[L]a lecture d'un quotidien ou l'écoute d'un journal télévisé se résume à peu de choses près, jour après jour, à la même sempiternelle recension des doléances et revendications des uns et des autres (…). Suivre l'actualité, c'est suivre pas à pas la crise de l'industrie porcine qui fait face à une chute des prix, celle des urgences bondées dans les hôpitaux, celle des pêcheurs au chômage, celle des acériculteurs sinistrés, celle des travailleurs de l'auto qui ne veulent pas de compétition, celle des nationalistes dont « l'âme collective » fout le camp, etc.
Les causes profondes de cet état de crise permanent n’étaient toutefois jamais correctement diagnostiquées. Les journalistes et commentateurs faisaient preuve d’une incompréhension fondamentale de la logique économique qui leur aurait permis de le faire.
Crise de l’État
Un gros État interventionniste génère des crises de deux façons.
D’abord, tous les secteurs qu’il contrôle tels que la santé et l’éducation sont constamment en crise. La planification bureaucratique ne permet pas d’ajuster la production avec la demande des consommateurs. Les signaux et mécanismes de marché – prix, profits et pertes, possibilité d’embaucher les employés les plus productifs et de les rémunérer de manière compétitive, innovation constante pour ne pas se laisser distancer par la concurrence, etc. –, qui permettent aux gestionnaires de savoir s’ils répondent adéquatement à cette demande, sont tout simplement absents.
De leur côté, les « consommateurs », c’est-à-dire les contribuables forcés de payer pour ces services publics et à qui on interdit d’en obtenir ailleurs, n’ont aucune raison de les consommer de façon responsable. Ils n’ont également aucune façon de manifester leur mécontentement, à l’exception d’un vote tous les quatre ans qui ne change rien à la situation. L’école des Choix publics a bien expliqué pourquoi le simple citoyen, qui est confronté à des difficultés d’organisation quasi insurmontable, n’a pratiquement aucune chance d’exercer un contrepoids face aux syndicats, corporations professionnelles, et autres lobbies qui ont l’oreille des gouvernements.

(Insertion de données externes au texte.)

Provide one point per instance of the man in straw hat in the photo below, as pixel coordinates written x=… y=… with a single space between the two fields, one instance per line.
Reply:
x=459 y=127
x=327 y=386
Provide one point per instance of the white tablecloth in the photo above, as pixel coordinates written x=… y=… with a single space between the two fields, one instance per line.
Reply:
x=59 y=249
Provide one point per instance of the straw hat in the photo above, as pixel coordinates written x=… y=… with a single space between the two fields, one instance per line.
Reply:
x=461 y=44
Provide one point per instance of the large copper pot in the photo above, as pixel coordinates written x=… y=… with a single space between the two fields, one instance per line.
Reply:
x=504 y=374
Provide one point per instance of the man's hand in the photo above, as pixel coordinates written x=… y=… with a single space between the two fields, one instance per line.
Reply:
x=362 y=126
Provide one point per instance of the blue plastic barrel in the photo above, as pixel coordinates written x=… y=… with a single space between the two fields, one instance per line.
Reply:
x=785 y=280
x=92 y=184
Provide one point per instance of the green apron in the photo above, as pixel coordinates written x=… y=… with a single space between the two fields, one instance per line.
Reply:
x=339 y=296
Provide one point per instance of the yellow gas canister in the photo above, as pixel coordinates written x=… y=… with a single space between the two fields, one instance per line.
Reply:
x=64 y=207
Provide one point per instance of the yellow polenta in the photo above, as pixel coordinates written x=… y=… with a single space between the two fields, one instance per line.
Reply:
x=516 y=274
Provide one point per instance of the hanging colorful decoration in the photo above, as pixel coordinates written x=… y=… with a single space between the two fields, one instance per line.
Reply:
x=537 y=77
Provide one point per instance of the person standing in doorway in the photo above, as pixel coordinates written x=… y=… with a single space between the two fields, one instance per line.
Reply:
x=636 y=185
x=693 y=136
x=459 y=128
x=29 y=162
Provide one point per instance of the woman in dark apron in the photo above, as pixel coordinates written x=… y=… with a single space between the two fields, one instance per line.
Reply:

L’interventionnisme étatique entretient également les crises dans le secteur privé. Tous les secteurs économiques subissent constamment des hausses ou baisses de prix, des changements technologiques, une évolution des conditions du marché. Dans la très grande majorité des cas, ces transformations ne provoquent que des frictions localisées. Mais il suffit que des pertes d’emplois par exemple soient concentrées dans un secteur jugé « stratégique » ou une région électoralement importante pour que le gouvernement intervienne et retarde ainsi les ajustements nécessaires. La crise devient alors « nationale » et fait les manchettes, alors qu’en réalité elle ne concerne qu’une fraction minuscule de la population.
Quinze ans plus tard, les urgences et l’industrie porcine sont encore en crise. Les garderies publiques, la chanson et le cinéma subventionnés, l’agriculture protégée et cartellisée, sont en crise. L’éducation supérieure est en crise. Le gouvernement va d’ailleurs tenir un « sommet » sur le sujet dans les prochaines semaines avec les « partenaires » habituels, selon le modèle corporatiste bien établi au Québec depuis des décennies, auquel je consacrais mon éditorial du No 1 du QL le 7 mars 1998.